Короче, я умер. Сразу, как только попал под колеса.
И больно не было. Совсем…
Я проходил мимо кинотеатра, когда солнце вдруг резко село. Я подумал было, что это неожиданно закатилось солнце моей жизни, но тут же выбросил из головы эти сопливые эпитеты. Я обыкновенный мальчишка, и хотя я умею говорить красиво (о чем наша классная и не догадывается, думает, что я — яркий представитель самой настоящей шпаны, умею только ругаться и сморкаться в скатерть), я ненавижу все эти заумные штуки, как и положено обыкновенному пацану. А это так нечаянно подумалось, про солнце. Может, дело в том, что мы на уроке литературы говорили о чем-то таком? Э… возвышенном? Я правда, не очень-то слушал. Ненавижу литературу. Ее ведет наша классная, Ольга Алексеевна, а у нас с ней, как вы поняли, взаимная антипатия.
Все случившееся было настолько диким, что я и не знал, что думать. Я долго стоял там, у школы, у меня даже голова закружилась от таких непонятных вещей, я решил было, что я спятил. У нормального человека таких галлюцинаций быть не может. Даже у ненормального, мне кажется, тоже. Слишком уж это было жестоко, кроваво, как в каком-то американском боевике. И в то же время сверхъестественно, как в фантастической книжке. И вообще нереально, как в компьютерной игре, напоминающей одновременно и эти самые фильмы и книги. Я нормально отношусь и к боевикам (не ко всем, правда, есть такие страшные и глупые, что воротит), и к фантастике, и к играм, но, когда смотришь, читаешь и играешь, ты и представить себе не можешь, что это все может быть не "от третьего лица", как ты привык, а по правде. Как это случилось со мной. Со мной в главной роли.
Тогда я еще не знал, что мне отвели роль трупа, самую нелегкую, какую только можно сыграть. И что сыграю я ее хоть и с трудом, а достойно… Но об этом потом.

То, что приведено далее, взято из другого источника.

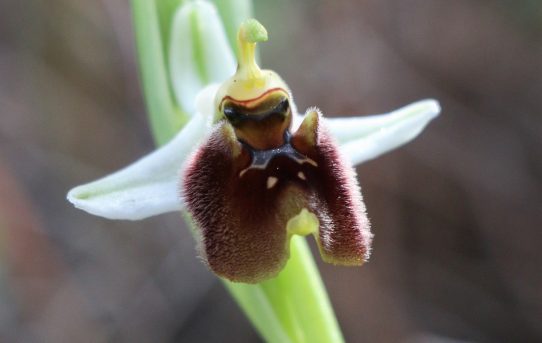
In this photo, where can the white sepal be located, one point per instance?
(149, 186)
(363, 138)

Прошло уже несколько часов после того, как… ну, в общем, понятно. Я чуть не сошел с ума за эти часы. Такого со мной еще никогда не случалось. Сначала я вообще был в шоке. Я круто повернул от школы и пошел, думая о том, что случилось, совершенно не заморачиваясь, куда я иду. А получилось довольно далеко.
Я сделал несколько открытий. Я здорово изменился. В плане, как бы это сказать, физически. Я, можно сказать, исчез. То есть я не исчез, раз я чувствовал, что я есть, но не видел меня никто. Ни один человек, совсем. Я быстро в этом убедился, когда нечаянно наступил на ногу одной женщине. Я не хотел, просто она шла спереди, а я сзади, а когда я иду так, можно не ждать, что ваши ноги останутся неотдавленными. Это у меня совершенно нечаянно получается, от неловкости. Так вот эта женщина, когда я случайно наступил ей на ногу, даже не развернулась и не сказала мне все, что она думает о таких вот товарищах, которые не привыкли смотреть под ноги. О товарищах вроде меня. Я даже сжался, приготовившись это все выслушать, но ничего не произошло. Тетка просто пошла дальше, ничего мне не сказав. Я помотал головой. Это было как-то неожиданно, неправильно, нелогично.

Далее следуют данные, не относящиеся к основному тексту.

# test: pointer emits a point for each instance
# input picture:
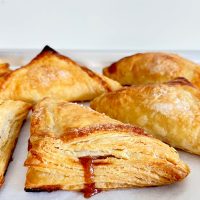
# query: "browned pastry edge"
(180, 81)
(82, 132)
(2, 178)
(44, 188)
(48, 50)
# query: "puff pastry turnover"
(72, 147)
(153, 68)
(12, 115)
(169, 111)
(53, 75)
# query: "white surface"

Но я решил, что женщина просто решила со мной не связываться. А зря я так решил. Потому что где-то через полчаса приключился очередной конфуз. Прямо как издевательство. Я шел, глубоко задумавшись, был, как говорится, целиком и полностью в себе, и, свернув куда-то за угол (куда — не знаю, не следил, соображать нормально я начал только рядом с кинотеатром, а это еще не скоро), налетел на несущегося по своим делам с огромной скоростью мальчишку. Точнее, это он на меня бросился — очень торопился. Разглядеть его я не успел — он пролетел через меня, будто сквозь облако… Я чуть не упал, мне было больно, ужасно больно, непонятно почему, а еще страшно. Страшно потому, что я понял, отчего все так. Так дико, так непонятно, так необъяснимо.
Теперь я мог это объяснить. Но от этого это все не стало менее непонятным и диким. Я был призраком. Еще час назад я был мальчишкой, обыкновенным парнем тринадцати лет, радовался жизни (хотя нет — час назад я не радовался жизни, а сидел в кабинете директора), а теперь я привидение. Фантом.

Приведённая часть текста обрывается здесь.